Google unveils Project Zero: Army of researchers will scour the Internet for security threats


Ever since the extensive NSA spying programmes were revealed last year, Google has been stepping up its efforts to make its services more secure and spy-proof. It has also worked with other online properties in bringing awareness about surveillance and telling users how to protect themselves.

 

And now, the company has taken the next big step towards making the Internet a safer, more secure place with Project Zero. The aim of Project Zero will be to greatly reduce the number of online users harmed by targeted attacks, whatever the source of origin. Google will put in place a specialised team who will search for critical vulnerabilities around the Web, in apps and in communication services, before bringing them to light and possibly quashing them.

 

"We’re hiring the best practically-minded security researchers and contributing 100% of their time toward improving security across the Internet," Project Zero researcher Chris Evan said while introducing it in a blog post. The most important part of the announcement followed this, "We’re not placing any particular bounds on this project and will work to improve the security of any software depended upon by large numbers of people, paying careful attention to the techniques, targets and motivations of attackers."

 

Under the project, the bugs discovered by researches will be submitted to an external database. Google says it will only report bugs directly to the software vendor and not through third-parties. In case of the most dangerous zero-day exploits, Google's team will attempt to fix the vulnerability first before contacting the vendor.
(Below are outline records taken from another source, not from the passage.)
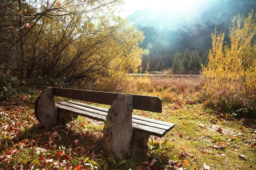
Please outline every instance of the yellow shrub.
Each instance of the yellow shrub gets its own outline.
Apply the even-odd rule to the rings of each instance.
[[[253,11],[239,14],[230,28],[231,44],[223,46],[224,33],[215,30],[209,62],[202,71],[207,102],[231,110],[253,111],[256,99],[256,33]]]

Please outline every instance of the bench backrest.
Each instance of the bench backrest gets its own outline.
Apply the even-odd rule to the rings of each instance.
[[[53,95],[111,105],[120,93],[52,87]],[[162,99],[157,96],[133,95],[134,109],[162,113]]]

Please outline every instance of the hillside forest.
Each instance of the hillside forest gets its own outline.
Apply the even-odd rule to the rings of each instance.
[[[126,0],[0,0],[0,170],[256,169],[256,1],[164,1],[164,10],[123,17]],[[108,153],[108,119],[79,112],[86,116],[52,129],[40,123],[44,86],[153,96],[161,113],[133,109],[129,100],[130,118],[133,110],[152,121],[148,129],[167,129],[159,121],[172,129],[161,137],[135,133],[148,140],[145,149]],[[49,105],[57,114],[55,102],[70,99],[57,96],[69,93],[44,94],[47,122]],[[78,107],[106,115],[110,100],[100,98],[107,104]]]
[[[224,42],[230,44],[231,21],[238,14],[247,16],[256,7],[250,0],[209,0],[209,3],[197,10],[196,16],[185,18],[182,13],[186,11],[180,11],[177,17],[169,14],[168,9],[148,8],[128,16],[145,36],[140,45],[144,50],[143,67],[149,62],[151,71],[169,69],[173,74],[199,74],[201,64],[209,62],[211,34],[215,28],[225,32]]]

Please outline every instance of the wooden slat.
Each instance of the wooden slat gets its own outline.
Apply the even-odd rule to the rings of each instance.
[[[91,108],[92,109],[97,110],[99,111],[102,111],[108,113],[108,109],[105,109],[105,108],[100,108],[99,107],[97,107],[95,106],[93,106],[90,105],[87,105],[85,103],[81,103],[81,102],[76,102],[73,100],[69,100],[67,101],[67,102],[68,102],[69,103],[75,104],[76,105],[79,105],[80,106],[85,107],[88,108]]]
[[[63,103],[63,104],[61,104]],[[66,105],[72,105],[73,107]],[[107,113],[105,112],[101,111],[99,110],[94,110],[96,113],[92,113],[90,111],[86,111],[84,109],[87,110],[90,109],[85,108],[81,106],[73,105],[72,103],[62,102],[56,104],[56,107],[57,109],[60,109],[64,110],[68,110],[71,112],[74,113],[80,116],[88,117],[90,119],[96,119],[101,122],[105,122]],[[77,108],[83,108],[82,109],[79,109]],[[147,134],[149,134],[151,135],[155,136],[158,137],[163,137],[166,132],[168,132],[170,129],[164,130],[159,128],[154,128],[153,127],[136,123],[133,122],[133,130],[139,132],[144,133]],[[137,121],[139,120],[137,119]],[[141,123],[143,121],[141,121]]]
[[[52,87],[53,95],[76,100],[111,105],[120,94],[116,93],[90,91]],[[133,108],[162,113],[162,99],[157,96],[134,94]]]
[[[159,125],[163,125],[166,126],[170,126],[173,127],[174,127],[175,124],[173,123],[169,123],[166,122],[163,122],[158,120],[153,119],[152,119],[148,118],[146,117],[144,117],[140,116],[137,115],[132,115],[133,119],[137,119],[139,120],[141,120],[146,122],[148,122],[152,123],[154,123]]]
[[[76,105],[86,107],[87,108],[93,108],[94,109],[98,110],[99,110],[104,111],[104,112],[105,112],[107,113],[108,113],[108,109],[100,108],[99,107],[97,107],[97,106],[92,106],[90,105],[87,105],[86,104],[81,103],[81,102],[75,102],[75,101],[73,101],[72,100],[69,100],[69,101],[67,101],[67,102],[68,102],[71,103],[75,104]],[[169,122],[166,122],[161,121],[160,120],[154,120],[154,119],[149,119],[149,118],[148,118],[146,117],[141,117],[141,116],[139,116],[132,115],[132,118],[133,118],[133,119],[137,119],[139,120],[143,120],[145,121],[147,121],[147,122],[150,122],[155,123],[157,123],[157,124],[160,124],[160,125],[165,125],[166,126],[168,126],[171,127],[172,128],[173,128],[173,127],[175,125],[175,124],[173,123],[169,123]]]
[[[77,103],[77,102],[76,102]],[[69,102],[61,102],[58,103],[59,104],[61,104],[61,105],[65,105],[67,106],[73,107],[76,109],[81,110],[83,110],[88,111],[92,113],[94,113],[96,114],[101,114],[102,115],[107,116],[108,114],[108,112],[102,112],[102,111],[100,111],[99,110],[92,109],[91,108],[87,108],[86,107],[86,106],[89,105],[86,105],[85,106],[84,105],[83,105],[83,106],[81,106],[80,105],[78,105],[76,104],[74,104],[73,103],[70,103]],[[82,104],[82,103],[80,103],[80,104]],[[86,105],[86,104],[85,104]],[[97,108],[99,108],[97,107]],[[165,122],[163,121],[157,121],[155,120],[151,119],[142,119],[143,118],[143,117],[138,116],[134,116],[134,115],[132,115],[132,122],[136,123],[139,124],[141,124],[142,125],[146,125],[148,126],[150,126],[152,128],[157,128],[158,129],[161,129],[164,130],[167,130],[169,131],[173,128],[173,124],[170,124],[171,126],[165,125],[163,124],[161,124],[161,123]],[[134,118],[134,117],[135,117],[136,118]],[[145,119],[146,120],[145,120]]]
[[[168,132],[163,129],[148,127],[137,123],[132,124],[132,130],[139,132],[148,134],[158,137],[163,137]]]
[[[89,118],[96,119],[101,122],[104,122],[106,119],[106,116],[99,114],[92,113],[88,111],[82,110],[80,109],[72,108],[69,106],[59,104],[56,104],[56,108],[57,109],[61,109],[64,110],[68,110],[72,113],[74,113],[79,115],[88,117]]]
[[[76,104],[74,104],[73,103],[70,103],[66,102],[59,102],[58,104],[60,104],[63,105],[64,105],[65,106],[69,106],[72,108],[75,108],[76,109],[81,110],[82,110],[86,111],[87,112],[93,113],[94,113],[100,114],[104,116],[106,116],[108,115],[108,113],[103,112],[102,111],[98,110],[95,110],[93,109],[92,109],[91,108],[88,108],[85,107],[84,106],[80,106],[79,105],[77,105]]]

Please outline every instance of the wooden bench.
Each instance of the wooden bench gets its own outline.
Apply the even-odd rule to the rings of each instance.
[[[54,96],[111,105],[109,109],[69,100],[55,103]],[[35,114],[47,128],[64,124],[77,115],[105,122],[105,147],[112,153],[145,149],[150,135],[163,137],[172,123],[132,115],[133,109],[161,113],[159,97],[47,87],[36,101]]]

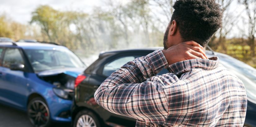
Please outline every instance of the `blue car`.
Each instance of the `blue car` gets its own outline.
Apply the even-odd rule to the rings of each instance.
[[[75,80],[86,68],[65,47],[0,43],[0,103],[26,111],[35,126],[70,122]]]

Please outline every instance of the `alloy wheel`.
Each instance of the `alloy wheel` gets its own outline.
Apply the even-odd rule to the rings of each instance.
[[[28,109],[29,120],[36,127],[43,127],[49,121],[49,110],[46,104],[40,100],[32,102]]]
[[[88,115],[81,116],[77,121],[77,127],[97,127],[93,119]]]

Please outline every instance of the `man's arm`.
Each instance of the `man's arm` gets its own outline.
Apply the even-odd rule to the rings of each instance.
[[[96,102],[112,113],[163,124],[168,114],[167,99],[161,88],[165,85],[163,81],[166,79],[163,76],[154,76],[166,68],[168,63],[173,62],[169,58],[166,59],[163,52],[169,55],[176,53],[175,49],[182,50],[181,48],[185,46],[176,46],[171,49],[173,52],[169,49],[163,51],[159,50],[128,63],[101,85],[95,94]],[[176,57],[184,57],[181,55],[187,55],[187,53],[180,53]],[[180,61],[183,60],[182,59]]]

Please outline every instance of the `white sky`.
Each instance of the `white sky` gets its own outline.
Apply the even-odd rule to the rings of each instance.
[[[123,3],[128,0],[112,0]],[[7,17],[18,22],[27,24],[31,20],[31,13],[40,5],[47,5],[55,9],[61,10],[75,10],[88,13],[95,6],[105,5],[105,0],[0,0],[0,14],[5,14]],[[104,2],[105,1],[105,2]],[[231,9],[237,14],[242,10],[243,7],[233,2]],[[242,14],[242,15],[243,14]],[[238,23],[241,24],[241,23]],[[239,32],[234,28],[232,36]]]
[[[31,14],[40,5],[47,5],[59,10],[88,12],[94,6],[103,5],[101,0],[0,0],[0,14],[3,13],[16,21],[26,23]]]

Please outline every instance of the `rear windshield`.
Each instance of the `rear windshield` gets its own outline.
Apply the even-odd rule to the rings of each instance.
[[[84,68],[78,57],[68,49],[25,50],[36,72],[64,68]]]

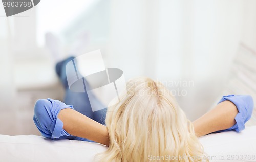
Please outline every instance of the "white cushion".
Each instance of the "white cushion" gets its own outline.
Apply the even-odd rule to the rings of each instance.
[[[256,161],[256,126],[247,127],[239,133],[226,132],[199,139],[210,161]],[[0,161],[93,161],[95,154],[106,149],[98,143],[80,141],[0,135]],[[242,155],[243,160],[238,155]]]

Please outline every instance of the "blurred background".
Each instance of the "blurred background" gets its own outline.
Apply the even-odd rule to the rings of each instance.
[[[250,87],[244,81],[246,87],[230,90],[241,70],[234,67],[256,58],[256,1],[41,1],[9,17],[0,5],[0,134],[39,135],[34,103],[65,94],[56,63],[97,49],[126,80],[166,84],[194,120],[223,94],[256,91],[255,62],[244,70],[254,77]]]

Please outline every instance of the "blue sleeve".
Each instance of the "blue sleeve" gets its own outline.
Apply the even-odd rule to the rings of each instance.
[[[253,110],[253,100],[249,95],[224,96],[218,103],[228,100],[232,102],[237,107],[238,113],[234,118],[236,123],[230,128],[218,131],[214,133],[227,131],[231,130],[239,132],[245,128],[245,123],[250,119]]]

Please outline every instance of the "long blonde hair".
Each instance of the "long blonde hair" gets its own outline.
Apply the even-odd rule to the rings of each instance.
[[[208,161],[194,128],[170,92],[148,78],[131,80],[127,94],[108,108],[108,150],[99,161]]]

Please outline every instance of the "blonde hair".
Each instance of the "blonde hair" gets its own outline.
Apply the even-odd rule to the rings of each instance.
[[[148,78],[131,80],[127,94],[108,108],[104,162],[208,160],[193,125],[162,84]]]

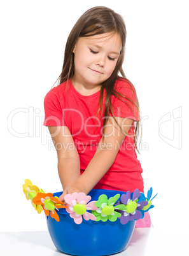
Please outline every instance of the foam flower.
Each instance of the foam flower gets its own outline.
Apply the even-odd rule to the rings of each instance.
[[[139,201],[138,199],[141,195],[141,192],[136,188],[132,196],[130,191],[121,196],[121,202],[127,207],[126,210],[120,212],[122,216],[119,218],[122,224],[125,225],[129,220],[137,220],[141,218],[142,213],[140,210],[148,204],[148,202],[146,200]]]
[[[141,210],[141,212],[142,213],[141,218],[144,218],[144,213],[146,211],[148,211],[150,209],[153,208],[154,207],[154,206],[151,204],[151,201],[154,199],[155,197],[157,196],[157,194],[152,199],[151,199],[152,192],[153,189],[152,187],[151,187],[148,191],[147,198],[145,197],[143,193],[141,193],[141,196],[139,199],[139,201],[146,201],[148,202],[148,204],[146,206],[144,206],[143,208]]]
[[[98,201],[95,203],[98,209],[95,211],[92,211],[92,213],[96,217],[96,221],[106,222],[109,220],[111,222],[115,222],[118,217],[121,217],[121,214],[115,210],[125,210],[125,206],[123,204],[113,206],[120,196],[120,195],[118,194],[109,199],[106,195],[99,196]]]
[[[41,193],[39,192],[37,196],[32,199],[32,201],[37,205],[42,205],[44,208],[44,212],[46,216],[49,215],[54,218],[57,222],[60,220],[59,217],[56,211],[59,211],[59,208],[66,208],[63,206],[63,203],[59,200],[57,197],[53,197],[52,193]]]
[[[90,199],[90,196],[86,196],[83,192],[74,192],[71,195],[67,194],[65,196],[64,201],[67,204],[66,211],[76,224],[80,224],[82,222],[82,216],[85,220],[95,220],[96,217],[93,214],[87,211],[87,210],[97,209],[97,207],[95,206],[95,201],[88,203]]]
[[[25,183],[22,185],[23,192],[25,195],[25,197],[27,200],[31,200],[32,205],[37,211],[38,213],[41,213],[43,210],[41,205],[36,205],[32,202],[32,199],[36,196],[37,194],[41,192],[43,192],[42,189],[41,190],[38,188],[38,187],[35,185],[32,185],[31,181],[29,179],[25,180]]]

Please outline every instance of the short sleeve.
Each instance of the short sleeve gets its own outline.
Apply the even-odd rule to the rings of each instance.
[[[115,89],[117,92],[121,93],[126,98],[120,96],[118,96],[119,98],[112,96],[111,104],[114,116],[139,121],[138,110],[133,103],[137,105],[137,96],[134,87],[130,82],[124,80],[118,81]],[[109,115],[112,117],[111,111],[110,111],[109,113]]]
[[[60,97],[57,87],[53,88],[46,95],[44,99],[45,126],[67,126],[62,115]]]

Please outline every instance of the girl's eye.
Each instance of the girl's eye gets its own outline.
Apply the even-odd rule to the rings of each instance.
[[[89,50],[90,50],[90,52],[92,52],[93,54],[97,54],[97,53],[98,53],[98,52],[93,51],[93,50],[91,50],[91,49],[89,49]],[[111,58],[111,57],[108,56],[108,58],[109,59],[109,60],[115,60],[115,59]]]
[[[91,50],[91,49],[89,49],[89,50],[90,50],[90,52],[92,52],[92,53],[94,53],[94,54],[97,54],[97,53],[98,53],[98,52],[94,52],[94,51],[93,51],[93,50]]]

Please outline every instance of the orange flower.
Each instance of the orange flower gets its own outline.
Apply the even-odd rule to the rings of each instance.
[[[55,210],[59,211],[59,208],[67,208],[62,205],[63,203],[60,201],[58,197],[53,197],[52,193],[45,194],[39,192],[37,196],[32,199],[32,201],[37,205],[41,204],[44,208],[45,215],[48,216],[50,211],[51,217],[57,220],[57,222],[59,222],[60,219]]]

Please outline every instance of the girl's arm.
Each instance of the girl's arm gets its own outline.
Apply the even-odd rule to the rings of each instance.
[[[112,117],[109,118],[105,127],[104,145],[99,143],[97,151],[84,173],[73,185],[69,186],[62,195],[64,200],[66,194],[74,192],[83,192],[87,194],[108,171],[115,161],[121,145],[127,136],[133,120],[123,118],[116,118],[122,127],[122,133]]]
[[[58,171],[63,190],[80,176],[80,160],[72,135],[66,126],[48,126],[58,157]]]

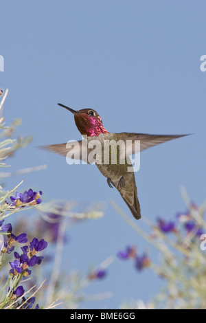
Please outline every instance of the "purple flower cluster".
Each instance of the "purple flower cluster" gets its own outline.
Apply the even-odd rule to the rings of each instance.
[[[41,197],[42,195],[42,191],[34,192],[32,188],[30,188],[28,191],[25,190],[24,193],[16,192],[15,197],[10,197],[11,203],[9,204],[11,206],[15,206],[18,208],[21,204],[29,203],[30,205],[35,205],[36,204],[40,204],[41,203]]]
[[[25,245],[21,249],[23,254],[19,255],[14,252],[15,260],[10,263],[12,269],[10,275],[16,276],[21,274],[24,277],[27,277],[31,274],[32,271],[29,267],[35,265],[40,265],[44,257],[37,256],[38,252],[43,250],[47,247],[47,243],[44,239],[40,241],[36,238],[34,238],[30,245]]]
[[[192,208],[197,210],[198,207],[195,204],[192,204]],[[180,227],[180,223],[183,223]],[[179,212],[176,215],[176,219],[174,221],[167,221],[161,218],[157,219],[157,227],[163,233],[168,234],[173,232],[179,234],[181,228],[184,230],[186,234],[194,232],[196,237],[199,237],[204,233],[204,230],[201,227],[194,221],[190,210],[186,210],[185,212]]]
[[[134,259],[135,266],[139,271],[149,267],[151,264],[151,261],[146,253],[141,256],[137,254],[135,246],[127,247],[126,250],[119,252],[117,257],[122,260]]]
[[[28,241],[25,233],[15,236],[12,232],[11,223],[3,224],[3,220],[0,221],[0,230],[8,232],[8,241],[4,243],[2,249],[3,254],[10,254],[14,251],[16,243],[26,243]],[[29,267],[34,267],[35,265],[40,265],[43,257],[37,256],[36,254],[45,249],[47,247],[47,243],[44,239],[38,241],[34,238],[30,245],[25,245],[21,249],[23,254],[19,255],[18,252],[14,252],[15,260],[10,263],[12,269],[10,271],[10,275],[15,276],[21,274],[23,276],[30,275],[31,270]]]
[[[89,275],[89,279],[90,280],[93,279],[102,279],[105,277],[106,275],[106,271],[105,269],[97,269],[95,271],[92,271]]]

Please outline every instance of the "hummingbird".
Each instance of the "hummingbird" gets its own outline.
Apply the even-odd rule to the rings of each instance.
[[[89,148],[89,142],[92,140],[97,140],[101,144],[101,149],[103,151],[104,142],[106,140],[119,140],[123,142],[129,142],[130,146],[129,149],[121,151],[120,146],[117,148],[116,154],[117,163],[111,162],[111,155],[109,156],[110,162],[104,163],[95,162],[101,173],[107,179],[107,183],[110,188],[114,186],[120,193],[124,202],[129,208],[133,216],[137,220],[141,219],[141,210],[139,201],[137,197],[137,190],[135,182],[135,177],[133,166],[128,159],[129,155],[136,153],[135,141],[139,141],[139,151],[142,151],[148,148],[158,145],[173,139],[184,137],[188,135],[150,135],[146,133],[109,133],[103,126],[103,123],[100,116],[95,110],[93,109],[82,109],[81,110],[73,110],[64,104],[58,104],[71,112],[74,115],[76,125],[81,135],[85,137],[87,136],[87,144],[85,139],[77,142],[73,142],[73,150],[75,152],[78,151],[78,158],[86,163],[88,161],[88,155],[91,149]],[[42,146],[43,148],[58,153],[63,156],[67,156],[71,148],[68,148],[67,143],[57,144]],[[110,151],[110,154],[111,151]],[[128,151],[128,152],[127,152]],[[118,160],[117,160],[118,159]],[[130,171],[128,171],[130,167]]]

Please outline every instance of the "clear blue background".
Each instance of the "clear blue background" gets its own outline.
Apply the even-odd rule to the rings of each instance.
[[[159,256],[128,226],[110,204],[130,216],[127,206],[95,166],[68,166],[58,155],[36,146],[79,140],[73,115],[57,105],[98,111],[110,132],[194,133],[144,152],[135,174],[142,216],[172,219],[185,210],[184,185],[193,201],[205,199],[206,54],[204,1],[41,0],[1,1],[0,54],[5,71],[0,85],[9,89],[7,124],[23,118],[18,130],[33,142],[14,159],[12,170],[47,164],[45,170],[8,181],[11,189],[42,190],[51,199],[105,203],[105,216],[70,231],[65,255],[68,273],[87,273],[128,245]],[[28,219],[29,221],[29,219]],[[144,228],[143,221],[138,225]],[[117,309],[123,301],[147,302],[163,282],[151,269],[139,274],[119,259],[89,295],[113,291],[111,299],[85,302],[88,308]]]

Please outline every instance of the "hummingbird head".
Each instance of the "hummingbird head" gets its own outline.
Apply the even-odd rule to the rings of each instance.
[[[82,135],[98,136],[100,133],[108,133],[103,126],[101,118],[93,109],[82,109],[75,111],[60,103],[58,103],[58,105],[67,109],[73,114],[76,125]]]

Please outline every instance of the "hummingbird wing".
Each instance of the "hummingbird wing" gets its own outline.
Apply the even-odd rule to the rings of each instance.
[[[180,138],[189,135],[150,135],[147,133],[118,133],[119,140],[124,141],[126,147],[123,146],[121,148],[121,156],[130,156],[140,151],[153,147],[159,144],[172,140],[173,139]],[[138,142],[138,141],[139,141]]]
[[[62,155],[68,159],[80,159],[87,164],[89,164],[88,162],[88,154],[90,149],[87,147],[87,140],[67,142],[65,144],[41,146],[41,148]]]

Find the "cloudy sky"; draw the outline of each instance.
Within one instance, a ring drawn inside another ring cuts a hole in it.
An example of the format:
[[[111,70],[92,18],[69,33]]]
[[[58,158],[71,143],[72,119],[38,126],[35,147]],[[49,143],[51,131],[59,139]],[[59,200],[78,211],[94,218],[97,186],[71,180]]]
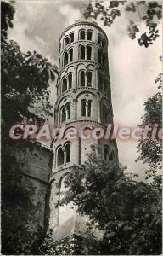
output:
[[[108,3],[109,1],[107,1]],[[53,64],[58,64],[58,40],[61,32],[76,20],[82,18],[87,1],[16,1],[14,29],[9,38],[17,41],[21,50],[37,50]],[[98,25],[109,38],[109,62],[111,79],[115,123],[136,127],[143,114],[143,102],[157,91],[155,79],[161,70],[161,36],[148,49],[140,47],[126,33],[128,19],[122,13],[111,28]],[[137,17],[135,17],[137,20]],[[139,22],[139,21],[138,21]],[[160,30],[161,31],[160,25]],[[143,24],[140,24],[143,30]],[[52,84],[51,99],[55,101],[55,84]],[[138,156],[135,141],[117,141],[120,162],[128,171],[143,178],[142,163],[135,163]]]

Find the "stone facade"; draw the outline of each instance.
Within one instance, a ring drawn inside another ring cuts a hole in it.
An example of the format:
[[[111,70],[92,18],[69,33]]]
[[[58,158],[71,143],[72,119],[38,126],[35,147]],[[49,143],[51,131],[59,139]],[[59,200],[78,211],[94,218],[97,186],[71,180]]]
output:
[[[45,229],[48,218],[48,181],[52,153],[50,149],[41,144],[31,142],[25,143],[25,147],[21,151],[16,147],[11,150],[14,150],[21,167],[22,183],[30,191],[30,199],[33,205],[32,217],[35,221],[31,224],[30,229],[34,230],[36,226]],[[29,218],[30,214],[29,210]],[[26,219],[27,222],[28,219]]]
[[[55,127],[61,127],[64,124],[66,131],[76,128],[79,131],[84,125],[87,126],[84,132],[87,134],[92,128],[112,123],[108,38],[105,32],[96,22],[78,20],[62,32],[59,47]],[[74,140],[64,137],[53,141],[49,227],[54,230],[56,241],[73,235],[81,237],[89,236],[86,228],[87,217],[78,216],[70,206],[64,208],[56,207],[55,204],[60,199],[59,191],[65,189],[64,177],[71,172],[72,166],[84,164],[91,150],[90,146],[98,143],[98,140],[90,138],[86,141],[79,137]],[[104,142],[103,147],[104,155],[108,154],[106,157],[109,160],[117,159],[115,141]]]

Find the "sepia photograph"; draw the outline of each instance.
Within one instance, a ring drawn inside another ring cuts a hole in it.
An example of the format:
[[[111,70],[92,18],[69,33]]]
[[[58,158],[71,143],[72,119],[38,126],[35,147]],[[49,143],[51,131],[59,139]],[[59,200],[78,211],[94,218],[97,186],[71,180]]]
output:
[[[1,254],[162,254],[162,1],[1,0]]]

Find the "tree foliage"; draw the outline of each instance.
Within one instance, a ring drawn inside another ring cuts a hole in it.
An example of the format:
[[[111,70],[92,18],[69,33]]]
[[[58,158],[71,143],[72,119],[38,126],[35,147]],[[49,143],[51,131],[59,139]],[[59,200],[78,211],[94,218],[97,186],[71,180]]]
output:
[[[137,35],[140,46],[148,47],[153,44],[159,37],[158,21],[162,17],[161,3],[156,1],[90,1],[84,9],[86,19],[100,18],[104,21],[104,26],[110,27],[114,20],[121,15],[121,12],[126,14],[137,14],[138,20],[145,24],[148,32],[141,33],[140,25],[130,20],[127,32],[131,39],[135,39]]]
[[[2,108],[6,122],[23,118],[47,118],[52,114],[49,80],[54,80],[56,67],[36,51],[22,53],[18,44],[7,40],[7,30],[13,27],[14,7],[2,2]]]
[[[84,167],[73,168],[60,204],[73,202],[92,226],[104,230],[97,254],[160,254],[160,177],[152,184],[136,182],[102,159],[100,148],[93,148]]]

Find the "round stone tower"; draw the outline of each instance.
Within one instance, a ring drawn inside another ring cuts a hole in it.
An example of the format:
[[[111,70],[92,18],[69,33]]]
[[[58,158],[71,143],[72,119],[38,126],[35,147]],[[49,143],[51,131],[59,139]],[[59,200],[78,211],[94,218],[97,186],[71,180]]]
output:
[[[55,205],[59,192],[65,190],[65,176],[72,166],[85,163],[92,144],[99,143],[91,131],[113,123],[105,32],[96,22],[77,20],[61,33],[59,47],[54,123],[55,128],[64,125],[65,136],[53,140],[49,227],[54,229],[55,241],[74,234],[87,236],[85,218],[79,218],[70,206]],[[115,140],[103,141],[103,148],[107,160],[117,160]]]

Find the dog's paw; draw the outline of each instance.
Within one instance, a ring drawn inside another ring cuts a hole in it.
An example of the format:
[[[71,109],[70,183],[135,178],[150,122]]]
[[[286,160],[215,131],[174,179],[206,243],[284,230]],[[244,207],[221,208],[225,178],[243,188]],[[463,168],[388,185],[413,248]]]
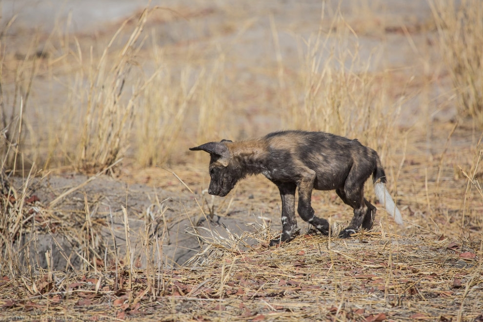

For the general public, Google will provide vendor time-to-fix performance, discussions about exploitability, and historical exploits and crash traces, after a patch has been submitted by the vendor. To this end, Google is hiring security researchers for Project Zero, and says it will be looking for ways to involve the wider development community.

 

Google does not explicitly mention government organisations which leave behind malware and exploits around the web to spy on individuals, but there's reason to believe these will also be part of the database. For example, when the major HeartBleed bug was discovered, the NSA was accused of knowing about it, and using it to spy on individuals, before it was revealed in the open by the security community. With Project Zero, Google is hoping to avoid late discoveries of such vulnerabilities so that they can be fixed before being exploited, regardless of the motive.